The SGP M-222 Flamingo was an Austrian twin engine, four seat light aircraft, developed with a series of prototypes into the early 1960s. There was no series production.

==Design and development==
In the 1950s Simmering-Graz-Pauker A.G. (SGP) was a large manufacturing concern but the M-222 Flamingo was their first aircraft. It was a conventional twin engine monoplane, smaller than many but seating four in two rows.

The wings of the Flamingo had a laminar flow airfoil and were made entirely of wood. The first prototype was powered by 150 hp (112 kW) Lycoming O-320 flat-four engines but later aircraft had 200 hp (150 kW) Lycoming IO-360 flat-fours. These were conventionally mounted ahead of the leading edge in long cowlings with their propeller shafts, driving two-blade airscrews, centred above the wing upper surface. There were fuel tanks in the thin wings, with more fuel in wing tip tanks. Unusually, the Flamingo was fitted with both flaps and airbrakes. The flaps were of the camber changing type, to increase lift at low speed; they were split into three sections on each wing and slid rearwards and downwards on concealed rails. The airbrakes were wing mounted spoilers for losing speed. Like the wings the empennage was all-wood; the cantilever tailplane was set low on the fuselage.

The Flamingo's fuselage had a welded steel tube structure, skinned forward with light alloy and aft with laminated plastic. Its two rows of seats were enclosed under a three part canopy which merged at the rear into the raised fuselage. There was a wide door on either side for cabin access and a separate baggage space behind the seats. It had a retractable tricycle undercarriage with the mainwheels, fitted with brakes, behind the engines. The nosewheel was steerable. The undercarriage, like the flaps and airbrakes, were hydraulically powered.

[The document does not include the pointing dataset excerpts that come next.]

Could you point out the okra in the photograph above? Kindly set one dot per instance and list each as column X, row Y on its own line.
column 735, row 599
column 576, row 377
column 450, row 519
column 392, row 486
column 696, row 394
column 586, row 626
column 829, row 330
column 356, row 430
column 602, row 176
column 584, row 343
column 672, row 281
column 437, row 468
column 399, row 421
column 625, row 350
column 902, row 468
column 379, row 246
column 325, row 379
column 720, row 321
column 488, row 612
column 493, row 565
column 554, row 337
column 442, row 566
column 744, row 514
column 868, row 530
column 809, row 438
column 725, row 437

The first prototype flew for the first time on 15 May 1959 but was lost in a fatal crash during single engine tests on 2 August 1959. Development work continued on a second aircraft which first flew in 1960 and a third followed in 1962. The fourth aircraft, now renamed the Simmering-Graz-Pauker SGP.222 was intended as a production prototype and demonstrator and appeared at the 1964 Hamburg show, though it turned out to be the last of the line. It incorporated several changes in response to the lengthy development trials. The wing leading edges had breaker strips added and there were new fillets in this edge at the root and on the outboard side of the engine cowlings. The ailerons were mass balanced and fitted with ground adjustable trim tabs, and the upper hinge gaps sealed with fabric. The most obvious external changes were to the empennage where the horizontal tail now had positive dihedral and the previously rounded vertical tail had been enlarged and given severe straight taper, assisted by a ventral fin to improve low speed handling. Both elevators and the rudder had trim tabs.

One independent report of this fourth aircraft's handling found it well behaved, stable but responsive with a docile stall and brisk climb. It received its Austrian and FAA Type Certificates early in 1964. After US certification the designation SGP.222VS (VS being German for US) was briefly used but this was later changed to SGP.222A. At the end of 1964 the programme was terminated and the three surviving examples scrapped.